We are currently in a district with a third through sixth half day per week pull out. It is only enrichment. There is nothing for junior high students and I have never heard anyone say anything good about the local high school.

Our top choices right now include the following:

District A: Lots of community support for the schools and plenty of smart kid friendly enrichment programs at school like science club, chess, lego club, etc. Gifted kids get their own curriculum plan but there is no grouping. Differentiation is in the classroom. I have heard from another parent that subject acceleration is no problem and that while they don't have a program for gifted kids, they are flexible.

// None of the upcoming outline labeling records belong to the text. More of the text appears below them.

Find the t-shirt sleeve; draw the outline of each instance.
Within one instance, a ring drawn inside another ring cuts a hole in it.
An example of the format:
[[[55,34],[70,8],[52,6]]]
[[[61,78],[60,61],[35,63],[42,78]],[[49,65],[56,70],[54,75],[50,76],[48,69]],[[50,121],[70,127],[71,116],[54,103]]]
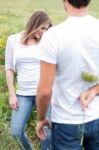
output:
[[[12,69],[13,68],[13,38],[12,36],[9,36],[6,43],[6,49],[5,49],[5,70]]]
[[[50,32],[44,33],[39,43],[40,55],[39,59],[52,64],[57,64],[57,40],[54,34]]]

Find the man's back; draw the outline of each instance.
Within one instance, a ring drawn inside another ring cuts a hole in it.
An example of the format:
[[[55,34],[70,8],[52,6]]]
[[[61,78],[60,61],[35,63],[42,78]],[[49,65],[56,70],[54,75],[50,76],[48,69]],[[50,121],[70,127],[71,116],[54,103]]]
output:
[[[73,124],[83,122],[79,97],[95,83],[84,82],[81,73],[83,71],[99,73],[98,27],[99,21],[89,15],[69,17],[64,23],[53,27],[45,34],[46,53],[43,53],[42,60],[57,64],[52,96],[53,122]],[[99,100],[95,97],[86,110],[85,122],[98,117],[98,105]]]

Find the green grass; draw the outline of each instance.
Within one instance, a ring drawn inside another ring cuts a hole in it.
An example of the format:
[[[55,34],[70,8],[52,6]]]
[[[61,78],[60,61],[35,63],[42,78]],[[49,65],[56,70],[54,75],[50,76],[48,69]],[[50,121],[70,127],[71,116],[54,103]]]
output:
[[[92,0],[89,12],[99,18],[99,0]],[[36,10],[45,10],[53,24],[65,20],[62,0],[0,0],[0,150],[20,150],[10,136],[11,110],[8,106],[8,92],[4,75],[4,53],[6,39],[10,34],[24,30],[28,18]],[[39,150],[39,141],[35,135],[36,112],[31,114],[27,133]]]

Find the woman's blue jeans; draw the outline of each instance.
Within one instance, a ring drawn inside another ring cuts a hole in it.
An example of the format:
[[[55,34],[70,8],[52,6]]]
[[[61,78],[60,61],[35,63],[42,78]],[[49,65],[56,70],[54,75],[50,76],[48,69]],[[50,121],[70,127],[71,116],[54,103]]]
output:
[[[99,150],[99,119],[83,125],[52,123],[52,150]]]
[[[33,146],[25,133],[25,127],[35,105],[35,96],[17,95],[17,98],[19,108],[12,111],[11,134],[23,150],[33,150]]]
[[[33,145],[25,133],[25,127],[32,112],[32,108],[35,106],[36,97],[17,95],[17,98],[19,100],[19,108],[18,110],[12,111],[11,134],[23,150],[33,150]],[[50,150],[51,131],[46,129],[46,132],[48,135],[46,140],[41,141],[42,150]]]
[[[51,121],[51,106],[47,111],[47,118],[49,119],[49,121]],[[48,129],[48,127],[44,127],[44,130],[47,136],[46,139],[41,141],[41,150],[52,150],[51,129]]]

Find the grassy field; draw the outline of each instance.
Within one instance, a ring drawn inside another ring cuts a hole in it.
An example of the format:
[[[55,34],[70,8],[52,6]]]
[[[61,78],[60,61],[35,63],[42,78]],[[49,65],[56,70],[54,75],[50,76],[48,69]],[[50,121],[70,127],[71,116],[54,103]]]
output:
[[[92,0],[89,12],[99,18],[99,0]],[[11,110],[8,106],[8,91],[4,74],[4,53],[6,39],[10,34],[24,30],[28,18],[36,10],[45,10],[53,24],[66,18],[62,0],[0,0],[0,150],[20,150],[9,134]],[[33,111],[27,133],[39,150],[35,135],[36,113]]]

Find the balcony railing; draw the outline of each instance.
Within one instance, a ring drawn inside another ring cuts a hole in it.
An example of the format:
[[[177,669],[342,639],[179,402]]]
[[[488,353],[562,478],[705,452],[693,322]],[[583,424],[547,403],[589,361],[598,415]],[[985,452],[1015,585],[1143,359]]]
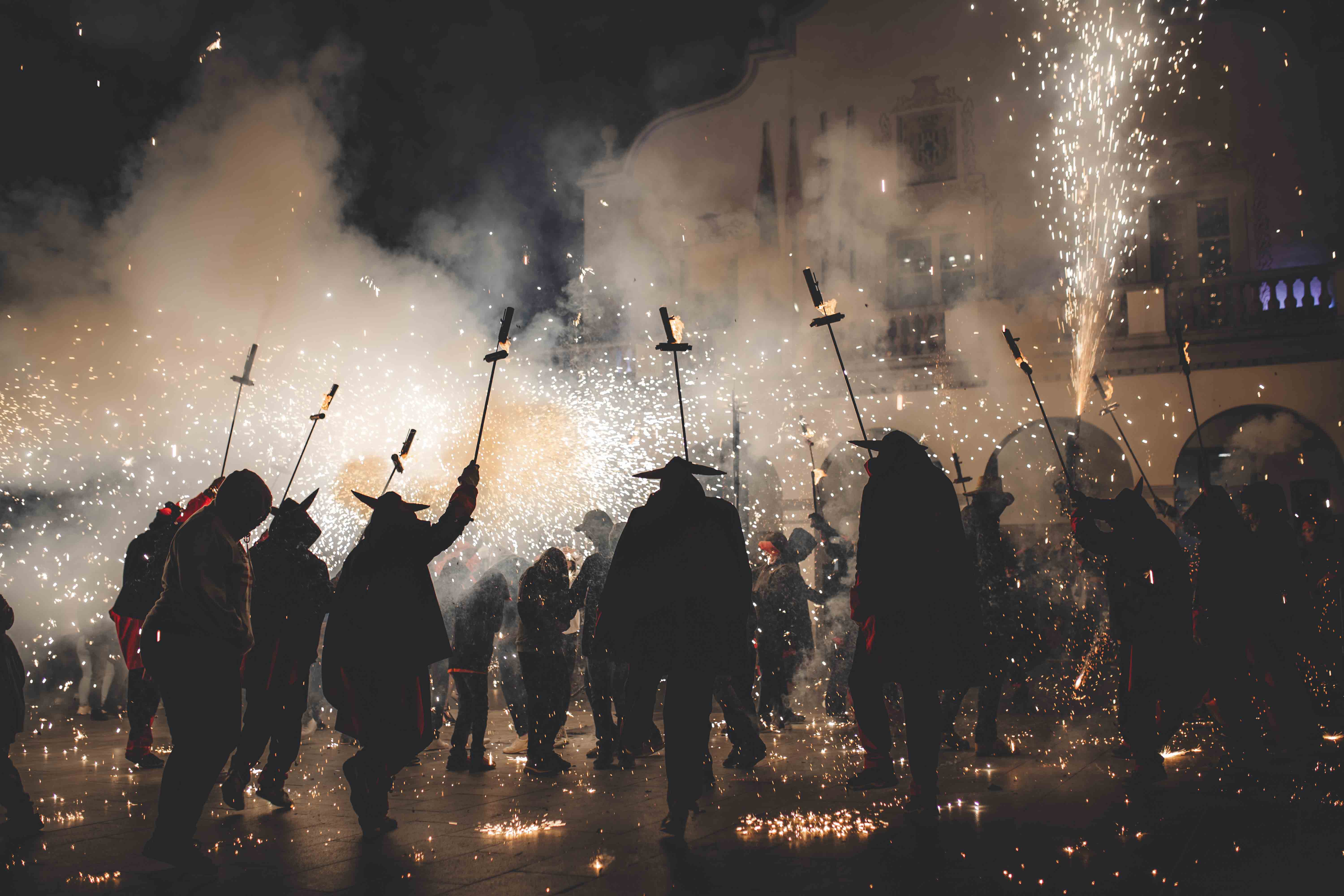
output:
[[[1282,332],[1335,321],[1333,265],[1247,271],[1165,285],[1167,332]]]

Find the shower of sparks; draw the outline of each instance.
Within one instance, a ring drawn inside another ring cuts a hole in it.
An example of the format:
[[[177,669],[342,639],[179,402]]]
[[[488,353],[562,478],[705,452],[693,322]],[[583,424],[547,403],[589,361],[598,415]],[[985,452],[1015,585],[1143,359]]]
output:
[[[808,837],[864,837],[886,827],[887,822],[880,818],[868,818],[849,809],[837,809],[828,813],[790,811],[773,818],[759,818],[746,815],[738,825],[738,834],[750,837],[751,834],[766,834],[767,837],[784,837],[786,840],[801,840]]]
[[[554,827],[564,827],[564,822],[558,818],[523,821],[517,813],[513,813],[513,817],[508,821],[481,825],[476,829],[476,833],[487,834],[488,837],[524,837],[527,834],[539,834],[543,830],[551,830]]]
[[[1038,134],[1038,159],[1048,160],[1039,207],[1051,239],[1063,243],[1064,322],[1074,336],[1071,375],[1082,414],[1102,334],[1118,308],[1118,278],[1142,236],[1146,180],[1157,165],[1156,110],[1185,93],[1181,82],[1200,35],[1198,24],[1192,35],[1173,35],[1150,0],[1106,7],[1042,0],[1042,7],[1051,27],[1036,24],[1019,39],[1038,70],[1023,86],[1055,99],[1050,132]]]

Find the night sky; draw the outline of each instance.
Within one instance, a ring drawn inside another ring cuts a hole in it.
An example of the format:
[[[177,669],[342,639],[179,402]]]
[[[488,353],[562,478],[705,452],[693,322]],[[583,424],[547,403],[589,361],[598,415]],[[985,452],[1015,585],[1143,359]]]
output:
[[[1286,28],[1317,70],[1327,134],[1344,145],[1333,109],[1344,44],[1331,4],[1220,5]],[[546,305],[574,273],[566,253],[579,257],[574,181],[602,152],[602,125],[617,125],[624,145],[659,113],[734,86],[747,42],[765,31],[761,9],[742,0],[8,0],[0,7],[8,132],[0,227],[27,226],[22,204],[9,201],[22,191],[69,192],[95,218],[116,208],[155,122],[192,99],[199,58],[216,32],[222,52],[262,74],[339,44],[360,59],[328,110],[343,140],[347,222],[384,247],[415,250],[427,211],[497,215],[526,234],[536,259],[535,281],[519,282],[520,292]],[[1332,210],[1337,216],[1337,201]]]

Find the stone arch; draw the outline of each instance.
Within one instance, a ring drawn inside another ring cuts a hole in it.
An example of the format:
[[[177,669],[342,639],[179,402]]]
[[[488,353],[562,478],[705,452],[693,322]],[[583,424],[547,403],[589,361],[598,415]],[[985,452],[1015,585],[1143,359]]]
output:
[[[1199,494],[1200,437],[1210,478],[1234,497],[1250,482],[1274,482],[1298,516],[1339,512],[1344,458],[1335,441],[1297,411],[1277,404],[1231,407],[1189,434],[1172,472],[1179,510]]]

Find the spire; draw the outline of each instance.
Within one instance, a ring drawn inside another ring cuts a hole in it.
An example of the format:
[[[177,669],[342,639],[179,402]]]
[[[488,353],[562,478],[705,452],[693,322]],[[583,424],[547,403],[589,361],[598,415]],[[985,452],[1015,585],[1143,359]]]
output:
[[[757,184],[755,215],[761,244],[774,246],[780,238],[780,220],[774,201],[774,154],[770,152],[769,121],[761,124],[761,180]]]

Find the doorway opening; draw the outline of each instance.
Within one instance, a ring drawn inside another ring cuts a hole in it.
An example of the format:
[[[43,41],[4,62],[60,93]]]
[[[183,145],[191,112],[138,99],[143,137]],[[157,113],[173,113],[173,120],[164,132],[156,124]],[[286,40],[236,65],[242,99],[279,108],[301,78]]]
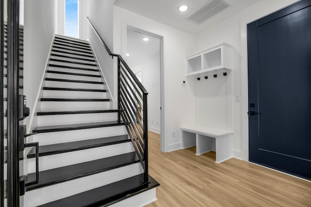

District B: This one seems to understand gifted issues more than the other. There is a self-contained program for grades 2-6 and a gifted magnet junior high. There is also an gifted mentor at each school to help make curriculum adjustments for gifted kids who are not in the self-contained program. There is a snippet on their website that their program seeks to serve a student population with different needs and that the program isn't necessarily for the highest achieving students. There is even a part addressing the gifted underachiever and gifted students as "at risk" for underachievement and dropping out if they are not given an appropriate education. The only real red flag for this one is they specifically state there is no consideration of outside testing in either the initial application or an appeal. They use the CogAt and ITBS. I know of one disgruntled parent who thought their kid should qualify but didn't. I don't know the kid or the parent that well so I am not sure how much that matters.

Testing data for option A v. option B has A way ahead. The community that feeds into option A is much more educated/affluent and most students are going to be from homes that stress academic achievement. Almost every option A high school student graduates and attends college. Option B has a more average spread.